Martha Beckwith Yeatman
Birth 1796
Death 14 May 1815 (aged 18–19)
Burial
Nashville City Cemetery
Nashville, Davidson County, Tennessee, USA
Gravesite Details: Consort of Thomas Yeatman
Martha (Beckwith) Yeatman's Obituary
Communicated to the Nashville Whig on Wednesday, May 17, 1815
Died at the residence of Anthony Foster, Esq., in the vicinity of Nashville, on Sunday, May 14, 1815, MRS. MARTHA YEATMAN, consort of Thomas Yeatman, merchant.
In the death of this truly amicable woman, society has sustained a loss which will not be easily repaired. Though associated with the great world by her connections and expectations of life, she neither practiced its follies, sighed for its pleasures, nor dreaded its vices.

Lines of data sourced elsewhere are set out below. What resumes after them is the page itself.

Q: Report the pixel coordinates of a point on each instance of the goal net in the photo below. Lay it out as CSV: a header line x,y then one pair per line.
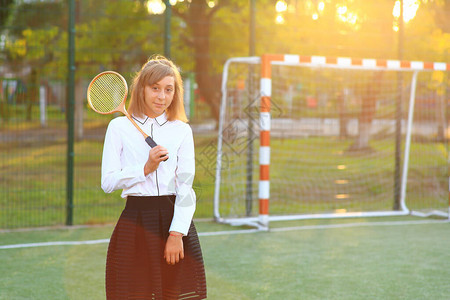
x,y
318,137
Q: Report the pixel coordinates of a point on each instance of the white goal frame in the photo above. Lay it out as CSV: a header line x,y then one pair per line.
x,y
262,220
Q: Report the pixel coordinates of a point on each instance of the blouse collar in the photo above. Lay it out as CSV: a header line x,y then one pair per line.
x,y
161,119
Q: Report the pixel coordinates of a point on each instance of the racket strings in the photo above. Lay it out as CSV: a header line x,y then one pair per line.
x,y
107,92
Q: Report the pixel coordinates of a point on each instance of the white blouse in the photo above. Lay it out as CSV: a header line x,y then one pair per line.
x,y
125,153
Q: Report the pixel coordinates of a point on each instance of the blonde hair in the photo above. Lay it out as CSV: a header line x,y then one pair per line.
x,y
154,70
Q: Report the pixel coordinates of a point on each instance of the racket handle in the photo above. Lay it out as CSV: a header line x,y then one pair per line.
x,y
152,144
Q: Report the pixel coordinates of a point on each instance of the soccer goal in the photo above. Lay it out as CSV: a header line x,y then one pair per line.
x,y
320,137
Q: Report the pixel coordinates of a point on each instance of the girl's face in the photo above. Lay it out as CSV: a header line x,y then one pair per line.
x,y
159,96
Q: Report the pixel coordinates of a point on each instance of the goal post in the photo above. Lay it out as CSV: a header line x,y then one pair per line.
x,y
326,138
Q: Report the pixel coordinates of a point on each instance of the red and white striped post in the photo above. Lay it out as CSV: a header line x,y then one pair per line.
x,y
264,150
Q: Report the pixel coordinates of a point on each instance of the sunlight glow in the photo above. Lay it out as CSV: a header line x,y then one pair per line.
x,y
410,8
155,7
347,16
279,19
211,4
321,6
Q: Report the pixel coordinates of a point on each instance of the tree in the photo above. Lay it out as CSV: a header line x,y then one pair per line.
x,y
199,18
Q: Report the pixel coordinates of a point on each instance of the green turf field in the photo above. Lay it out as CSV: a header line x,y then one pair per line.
x,y
378,258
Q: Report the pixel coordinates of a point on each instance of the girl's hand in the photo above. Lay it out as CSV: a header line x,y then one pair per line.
x,y
174,251
155,156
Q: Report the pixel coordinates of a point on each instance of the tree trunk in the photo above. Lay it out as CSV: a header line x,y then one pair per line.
x,y
79,101
368,107
209,87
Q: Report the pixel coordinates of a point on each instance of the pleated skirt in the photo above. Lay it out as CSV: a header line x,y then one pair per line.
x,y
135,264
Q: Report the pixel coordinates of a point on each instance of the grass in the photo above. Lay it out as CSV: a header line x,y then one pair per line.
x,y
375,261
33,179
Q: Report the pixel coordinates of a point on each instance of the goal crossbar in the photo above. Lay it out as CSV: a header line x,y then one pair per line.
x,y
266,62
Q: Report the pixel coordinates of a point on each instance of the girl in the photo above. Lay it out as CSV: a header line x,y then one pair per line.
x,y
154,252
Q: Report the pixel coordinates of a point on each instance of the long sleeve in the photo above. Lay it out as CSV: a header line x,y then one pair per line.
x,y
184,177
114,175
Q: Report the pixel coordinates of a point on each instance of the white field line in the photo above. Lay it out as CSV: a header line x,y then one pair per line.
x,y
245,231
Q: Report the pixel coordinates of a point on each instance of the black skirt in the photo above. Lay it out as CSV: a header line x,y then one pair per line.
x,y
135,264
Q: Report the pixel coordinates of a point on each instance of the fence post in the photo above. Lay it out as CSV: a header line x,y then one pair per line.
x,y
70,112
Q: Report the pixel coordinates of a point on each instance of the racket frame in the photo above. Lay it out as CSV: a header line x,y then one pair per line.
x,y
120,107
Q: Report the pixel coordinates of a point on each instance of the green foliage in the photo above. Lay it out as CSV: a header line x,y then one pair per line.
x,y
359,259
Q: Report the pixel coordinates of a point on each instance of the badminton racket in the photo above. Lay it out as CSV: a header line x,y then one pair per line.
x,y
107,94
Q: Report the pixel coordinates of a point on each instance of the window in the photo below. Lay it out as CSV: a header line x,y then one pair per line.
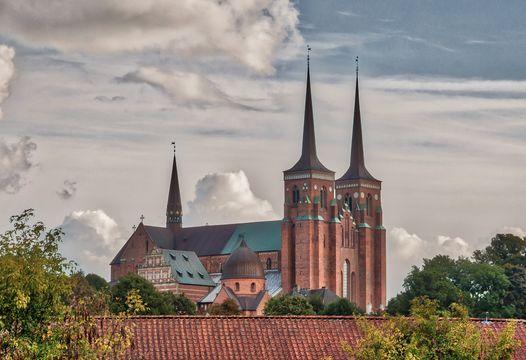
x,y
295,195
345,279
323,197
369,205
347,201
353,287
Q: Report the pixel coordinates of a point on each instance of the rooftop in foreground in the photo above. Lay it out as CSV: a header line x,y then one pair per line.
x,y
259,337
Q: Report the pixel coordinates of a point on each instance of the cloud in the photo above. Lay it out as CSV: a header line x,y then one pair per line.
x,y
108,99
227,197
184,88
15,160
92,238
68,189
7,70
250,32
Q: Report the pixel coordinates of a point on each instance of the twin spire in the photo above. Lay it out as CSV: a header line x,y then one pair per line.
x,y
309,159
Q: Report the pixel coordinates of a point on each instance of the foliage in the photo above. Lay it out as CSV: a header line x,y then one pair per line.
x,y
97,282
317,303
156,302
288,305
481,287
431,333
342,306
45,310
227,307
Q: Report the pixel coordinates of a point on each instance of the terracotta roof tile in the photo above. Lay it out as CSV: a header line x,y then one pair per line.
x,y
257,337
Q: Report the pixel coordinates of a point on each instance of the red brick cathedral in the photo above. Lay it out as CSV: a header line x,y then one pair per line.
x,y
330,240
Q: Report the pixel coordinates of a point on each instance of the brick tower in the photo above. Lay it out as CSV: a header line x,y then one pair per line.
x,y
308,244
360,192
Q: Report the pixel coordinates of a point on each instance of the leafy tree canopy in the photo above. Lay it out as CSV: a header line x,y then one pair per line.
x,y
288,305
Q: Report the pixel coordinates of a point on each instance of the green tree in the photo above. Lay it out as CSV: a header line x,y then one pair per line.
x,y
342,306
227,307
45,312
288,305
432,333
157,303
97,282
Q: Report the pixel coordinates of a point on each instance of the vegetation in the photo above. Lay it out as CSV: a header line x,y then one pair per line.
x,y
47,310
432,334
157,303
342,306
227,307
288,305
493,284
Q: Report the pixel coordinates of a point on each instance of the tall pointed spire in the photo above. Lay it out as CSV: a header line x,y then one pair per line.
x,y
357,169
174,210
309,159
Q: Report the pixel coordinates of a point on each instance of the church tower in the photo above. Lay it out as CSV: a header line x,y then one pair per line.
x,y
174,210
307,256
360,192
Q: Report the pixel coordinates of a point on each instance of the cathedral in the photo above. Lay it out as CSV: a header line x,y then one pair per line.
x,y
331,237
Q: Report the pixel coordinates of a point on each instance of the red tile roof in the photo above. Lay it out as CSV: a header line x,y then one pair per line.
x,y
256,337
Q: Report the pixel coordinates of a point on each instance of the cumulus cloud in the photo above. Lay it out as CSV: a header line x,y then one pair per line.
x,y
251,32
7,70
184,88
91,239
15,160
227,197
68,189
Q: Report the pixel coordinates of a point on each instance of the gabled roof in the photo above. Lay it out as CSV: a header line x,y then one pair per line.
x,y
187,268
257,337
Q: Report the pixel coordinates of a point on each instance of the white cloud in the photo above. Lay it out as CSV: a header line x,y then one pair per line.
x,y
249,31
517,231
15,160
227,197
91,239
184,88
68,189
7,70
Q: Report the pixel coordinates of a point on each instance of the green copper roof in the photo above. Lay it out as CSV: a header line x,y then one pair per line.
x,y
259,236
187,268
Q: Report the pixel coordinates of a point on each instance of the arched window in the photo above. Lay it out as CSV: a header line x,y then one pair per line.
x,y
295,195
353,287
369,205
323,197
345,279
347,201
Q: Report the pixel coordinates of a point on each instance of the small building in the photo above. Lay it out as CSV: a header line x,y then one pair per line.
x,y
177,271
242,280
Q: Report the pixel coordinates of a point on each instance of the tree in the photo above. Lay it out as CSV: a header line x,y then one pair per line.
x,y
97,282
288,305
431,333
157,303
227,307
45,312
342,306
479,286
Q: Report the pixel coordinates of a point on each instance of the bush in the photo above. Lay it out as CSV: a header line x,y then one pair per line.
x,y
288,305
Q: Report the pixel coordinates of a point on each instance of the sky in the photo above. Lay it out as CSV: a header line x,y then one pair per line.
x,y
93,93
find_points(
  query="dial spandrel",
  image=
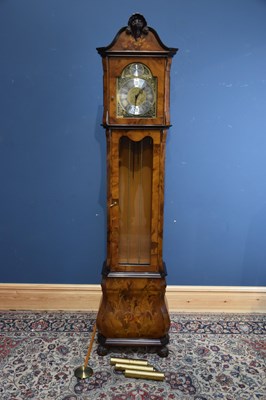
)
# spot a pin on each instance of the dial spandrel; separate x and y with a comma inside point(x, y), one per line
point(136, 92)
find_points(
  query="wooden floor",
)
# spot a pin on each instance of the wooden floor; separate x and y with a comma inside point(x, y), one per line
point(87, 298)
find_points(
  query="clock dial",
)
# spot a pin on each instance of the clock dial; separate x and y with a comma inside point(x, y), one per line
point(136, 93)
point(136, 96)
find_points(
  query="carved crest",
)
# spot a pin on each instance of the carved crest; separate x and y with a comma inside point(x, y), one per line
point(137, 26)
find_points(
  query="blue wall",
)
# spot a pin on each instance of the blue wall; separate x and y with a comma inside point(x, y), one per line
point(52, 147)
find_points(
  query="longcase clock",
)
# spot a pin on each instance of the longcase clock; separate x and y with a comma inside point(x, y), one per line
point(136, 66)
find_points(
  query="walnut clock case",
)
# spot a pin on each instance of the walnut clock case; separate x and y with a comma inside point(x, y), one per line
point(136, 66)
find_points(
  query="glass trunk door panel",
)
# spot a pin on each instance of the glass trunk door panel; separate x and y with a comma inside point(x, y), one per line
point(135, 201)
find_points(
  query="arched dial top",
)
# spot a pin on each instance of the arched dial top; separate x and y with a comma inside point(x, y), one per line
point(136, 92)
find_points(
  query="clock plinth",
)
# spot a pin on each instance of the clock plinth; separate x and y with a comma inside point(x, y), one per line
point(133, 310)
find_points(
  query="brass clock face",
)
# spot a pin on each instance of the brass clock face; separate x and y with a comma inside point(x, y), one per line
point(136, 92)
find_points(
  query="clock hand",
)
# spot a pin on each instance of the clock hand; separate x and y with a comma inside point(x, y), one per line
point(137, 95)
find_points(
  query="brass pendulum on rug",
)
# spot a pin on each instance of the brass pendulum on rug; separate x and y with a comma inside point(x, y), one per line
point(84, 371)
point(133, 368)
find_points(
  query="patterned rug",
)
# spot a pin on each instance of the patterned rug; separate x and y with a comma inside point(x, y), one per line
point(210, 357)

Pure and instant in herself, as the dewdrop which the power of repulsion scarcely suffers to embalm the rose in its spangles, she never imagined the existence of that depravity which so blackens the human heart. To view the world with an eye of indulgence; to look alone upon the fairer side of human nature; to never believe in guilt while there is yet hope of innocence, were the bright characteristics to which she was adorned. To base and unworthy examples of the tenets which they teach, she left the entire possession of their favorite maxim, that man by nature is deformed and vile. In a judgment naturally strong in Mrs. Yeatman, was added a liveliness of fancy seldom surpassed; a fancy which frequently created a visionary Paradise of lengthened duration.
Softness and animation were happily blended in her disposition; and a most exquisite sensibility was early taught her to feel for the woe of others. Her highest wish was gratified when she coulld steal from the brow of a friend, the sadness by which it was beclouded; and to make a mourner forgetful was to her a work of delightful enjoyment.
Such was Mrs. Yeatman as a general member of society, but in what language can she be described when we contemplate her in the endearing situations of wife and mother?
Devoted to her husband with a singleness of affection seldom equaled; attached to her offspring with a maternal tenderness almost unparalled, but who can adequately disclose the heavenly charm of those domestic and holy relations? Alas – we can only feel!
Yet, amid all these animated and innocent enjoyments, this amiable woman is cut off in the bloom of her days – at the very moment when she was tasting with a purity unspeakable all the sweets of life. The destroyer came; disease with its most appalling aspect attacked her lovely form, and she, who but a few months ago was the delight of her husband and the pride of her friends, is now a lifeless corpse.